Attribution Decomposition and Functional Specialization
Statistical analysis across all failure cases reveals strong regularities:
- Early layers are bias/self-dominated; mid layers confer most context integration; BOS/token biases accumulate in later layers.
- The critical layers for decisive attribution transitions are always late (L20–L27 in Qwen3-0.6B).
- Attribution profile clustering and decomposition structure are largely orthogonal; failure taxonomies cannot be meaningfully built from a single decomposition axis, indicating the inherent multidimensionality of LLM errors.
Implications and Future Directions
Practical: Token-level attributions offer actionable signals for prompt tuning, as masking top contributors as few as two tokens can often correct erroneous outputs. Attribution trajectory analysis enables diagnoses during model scaling and training stages, and informs targeted intervention (e.g., attention head pruning, activation surgery) to modify late-layer bias or enhance context integration.

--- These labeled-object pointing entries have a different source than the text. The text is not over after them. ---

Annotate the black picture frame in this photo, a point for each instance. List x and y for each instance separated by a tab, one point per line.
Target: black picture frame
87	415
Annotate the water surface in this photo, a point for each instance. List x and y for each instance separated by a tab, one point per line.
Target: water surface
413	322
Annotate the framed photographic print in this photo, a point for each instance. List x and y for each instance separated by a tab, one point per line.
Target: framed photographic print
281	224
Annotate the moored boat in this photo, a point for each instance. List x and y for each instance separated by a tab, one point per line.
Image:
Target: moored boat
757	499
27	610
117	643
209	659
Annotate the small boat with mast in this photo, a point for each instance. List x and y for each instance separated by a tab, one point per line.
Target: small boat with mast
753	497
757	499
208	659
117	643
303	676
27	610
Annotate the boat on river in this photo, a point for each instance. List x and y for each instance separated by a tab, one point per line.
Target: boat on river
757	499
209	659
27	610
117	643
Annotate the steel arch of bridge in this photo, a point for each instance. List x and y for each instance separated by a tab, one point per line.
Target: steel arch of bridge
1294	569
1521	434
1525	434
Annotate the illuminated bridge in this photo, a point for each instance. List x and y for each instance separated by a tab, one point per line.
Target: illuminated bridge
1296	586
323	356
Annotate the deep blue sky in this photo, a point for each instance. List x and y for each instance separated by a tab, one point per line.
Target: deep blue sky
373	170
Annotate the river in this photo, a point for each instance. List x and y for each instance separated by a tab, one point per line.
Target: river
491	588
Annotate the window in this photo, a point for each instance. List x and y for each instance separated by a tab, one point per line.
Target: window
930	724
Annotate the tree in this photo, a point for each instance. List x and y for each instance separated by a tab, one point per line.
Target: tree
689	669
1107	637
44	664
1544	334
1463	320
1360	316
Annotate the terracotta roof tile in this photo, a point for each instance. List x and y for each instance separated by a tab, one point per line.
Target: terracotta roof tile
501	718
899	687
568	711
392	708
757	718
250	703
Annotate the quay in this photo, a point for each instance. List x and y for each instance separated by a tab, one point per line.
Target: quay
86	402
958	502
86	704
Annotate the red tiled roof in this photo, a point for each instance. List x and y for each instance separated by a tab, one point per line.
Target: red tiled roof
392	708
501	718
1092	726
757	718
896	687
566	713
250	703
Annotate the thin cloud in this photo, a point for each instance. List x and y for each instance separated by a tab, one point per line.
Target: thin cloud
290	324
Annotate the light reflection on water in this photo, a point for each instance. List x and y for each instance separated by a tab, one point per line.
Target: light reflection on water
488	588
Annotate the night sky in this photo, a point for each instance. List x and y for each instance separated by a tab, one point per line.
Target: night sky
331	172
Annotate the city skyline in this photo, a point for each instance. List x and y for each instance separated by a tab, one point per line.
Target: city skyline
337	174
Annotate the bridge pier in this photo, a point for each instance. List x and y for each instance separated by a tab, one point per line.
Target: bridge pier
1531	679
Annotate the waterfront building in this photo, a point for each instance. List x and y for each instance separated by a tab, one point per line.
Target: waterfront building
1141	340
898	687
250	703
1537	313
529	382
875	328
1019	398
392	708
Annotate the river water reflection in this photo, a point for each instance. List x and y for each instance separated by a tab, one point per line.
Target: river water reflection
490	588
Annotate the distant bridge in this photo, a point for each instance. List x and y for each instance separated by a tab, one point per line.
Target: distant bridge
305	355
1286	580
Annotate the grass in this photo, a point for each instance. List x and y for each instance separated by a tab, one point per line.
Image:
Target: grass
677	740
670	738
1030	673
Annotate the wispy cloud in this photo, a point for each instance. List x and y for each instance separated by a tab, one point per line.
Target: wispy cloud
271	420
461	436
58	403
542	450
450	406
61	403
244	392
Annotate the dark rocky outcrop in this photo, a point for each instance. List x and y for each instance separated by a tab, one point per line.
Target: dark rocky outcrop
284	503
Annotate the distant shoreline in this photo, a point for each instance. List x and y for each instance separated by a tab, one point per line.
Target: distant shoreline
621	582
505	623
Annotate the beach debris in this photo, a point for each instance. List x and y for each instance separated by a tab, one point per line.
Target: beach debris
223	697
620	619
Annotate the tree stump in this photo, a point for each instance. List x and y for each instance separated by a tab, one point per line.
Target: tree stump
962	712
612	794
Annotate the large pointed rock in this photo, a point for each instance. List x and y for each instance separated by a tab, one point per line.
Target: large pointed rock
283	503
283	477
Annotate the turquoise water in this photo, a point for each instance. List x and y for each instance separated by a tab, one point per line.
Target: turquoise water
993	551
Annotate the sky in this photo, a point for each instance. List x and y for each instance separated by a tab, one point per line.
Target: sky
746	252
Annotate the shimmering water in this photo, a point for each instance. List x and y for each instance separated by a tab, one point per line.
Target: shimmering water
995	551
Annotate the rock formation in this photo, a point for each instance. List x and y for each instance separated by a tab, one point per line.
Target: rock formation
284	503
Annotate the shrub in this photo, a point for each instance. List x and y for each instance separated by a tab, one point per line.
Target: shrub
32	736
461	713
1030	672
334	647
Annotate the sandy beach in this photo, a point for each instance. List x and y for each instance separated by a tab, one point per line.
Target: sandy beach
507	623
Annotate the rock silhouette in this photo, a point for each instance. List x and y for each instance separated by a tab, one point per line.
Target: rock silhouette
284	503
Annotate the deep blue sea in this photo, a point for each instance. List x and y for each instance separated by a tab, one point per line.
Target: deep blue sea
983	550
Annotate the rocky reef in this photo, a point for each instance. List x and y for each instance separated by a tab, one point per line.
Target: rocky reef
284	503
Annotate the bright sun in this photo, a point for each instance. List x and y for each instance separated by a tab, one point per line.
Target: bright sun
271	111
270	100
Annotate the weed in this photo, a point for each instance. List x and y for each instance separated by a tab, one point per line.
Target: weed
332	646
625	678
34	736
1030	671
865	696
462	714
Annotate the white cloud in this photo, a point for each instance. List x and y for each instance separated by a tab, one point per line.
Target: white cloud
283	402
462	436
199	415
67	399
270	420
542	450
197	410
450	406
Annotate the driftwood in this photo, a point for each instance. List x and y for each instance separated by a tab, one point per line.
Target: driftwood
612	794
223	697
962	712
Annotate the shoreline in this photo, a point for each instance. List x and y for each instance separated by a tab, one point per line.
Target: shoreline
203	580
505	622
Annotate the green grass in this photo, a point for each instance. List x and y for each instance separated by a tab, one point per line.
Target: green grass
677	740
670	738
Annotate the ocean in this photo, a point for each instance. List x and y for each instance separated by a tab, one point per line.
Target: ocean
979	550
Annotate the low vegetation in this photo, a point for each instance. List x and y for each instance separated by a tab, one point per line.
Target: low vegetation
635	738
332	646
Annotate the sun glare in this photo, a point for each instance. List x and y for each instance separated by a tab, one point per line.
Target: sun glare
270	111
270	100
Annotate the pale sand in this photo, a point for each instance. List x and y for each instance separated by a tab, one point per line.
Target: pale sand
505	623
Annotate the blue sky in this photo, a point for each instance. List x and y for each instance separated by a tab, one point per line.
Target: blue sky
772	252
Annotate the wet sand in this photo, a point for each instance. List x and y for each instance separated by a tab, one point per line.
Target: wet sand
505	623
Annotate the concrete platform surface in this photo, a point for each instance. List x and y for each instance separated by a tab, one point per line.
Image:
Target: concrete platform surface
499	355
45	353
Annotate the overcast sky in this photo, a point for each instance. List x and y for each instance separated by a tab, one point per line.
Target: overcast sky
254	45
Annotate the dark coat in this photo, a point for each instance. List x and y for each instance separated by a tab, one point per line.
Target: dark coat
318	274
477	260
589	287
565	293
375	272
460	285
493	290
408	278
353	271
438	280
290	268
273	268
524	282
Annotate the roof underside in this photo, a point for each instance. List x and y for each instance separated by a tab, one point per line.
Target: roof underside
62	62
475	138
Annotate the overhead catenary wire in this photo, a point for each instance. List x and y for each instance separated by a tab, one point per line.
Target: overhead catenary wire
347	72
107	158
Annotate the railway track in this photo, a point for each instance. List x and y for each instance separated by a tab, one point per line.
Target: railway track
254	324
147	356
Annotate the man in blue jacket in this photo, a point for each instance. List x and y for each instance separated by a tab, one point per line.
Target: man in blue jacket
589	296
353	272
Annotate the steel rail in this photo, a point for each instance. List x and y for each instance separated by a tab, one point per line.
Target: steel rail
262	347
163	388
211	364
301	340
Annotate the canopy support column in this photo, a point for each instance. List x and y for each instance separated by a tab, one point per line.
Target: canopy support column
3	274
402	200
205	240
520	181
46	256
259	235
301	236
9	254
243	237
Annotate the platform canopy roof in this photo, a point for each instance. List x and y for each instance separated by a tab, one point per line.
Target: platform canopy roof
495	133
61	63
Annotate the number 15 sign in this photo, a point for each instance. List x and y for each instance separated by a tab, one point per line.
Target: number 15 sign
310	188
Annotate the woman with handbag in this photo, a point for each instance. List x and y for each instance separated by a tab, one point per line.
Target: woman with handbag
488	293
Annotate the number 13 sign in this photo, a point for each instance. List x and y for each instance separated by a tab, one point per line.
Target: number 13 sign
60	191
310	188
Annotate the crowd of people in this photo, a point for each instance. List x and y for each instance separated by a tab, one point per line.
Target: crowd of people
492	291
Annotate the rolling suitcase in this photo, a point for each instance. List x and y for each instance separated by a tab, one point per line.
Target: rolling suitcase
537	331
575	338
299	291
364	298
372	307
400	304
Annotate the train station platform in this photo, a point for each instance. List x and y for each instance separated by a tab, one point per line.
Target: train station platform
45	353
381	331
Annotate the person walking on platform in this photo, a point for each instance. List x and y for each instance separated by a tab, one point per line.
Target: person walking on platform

Theoretical: The results highlight that current token-level contrastive attributions suffice for many classes of LLM failures but fail to capture more structured, multi-step or nonlocal error mechanisms, especially in math reasoning, motivating advances toward phrase-level, step-level, and neuron-level attribution. The transition from input-level to internal, circuit-level analysis using large-scale attribution graphs and mechanistic methods is needed for full mechanistic debugging.
Conclusion
This work demonstrates that contrastive, LRP-based attribution—especially as instantiated in AttnLRP with efficient attribution-graph construction—scales to realistic LLM benchmarks, reveals mechanistically interpretable signals for a majority of failure cases, and tracks both error correction via scaling and behavioral shifts during model training. However, it also demonstrates the technique’s inherent limits in, e.g., math reasoning failures where errors are embedded in diffuse, internal structures not recoverable at token or state aggregation levels. Robust diagnostic interpretability in next-generation LLMs will require the joint development of scalable, expressive, and multi-level attribution tools capable of bridging from input factors to latent circuit motifs.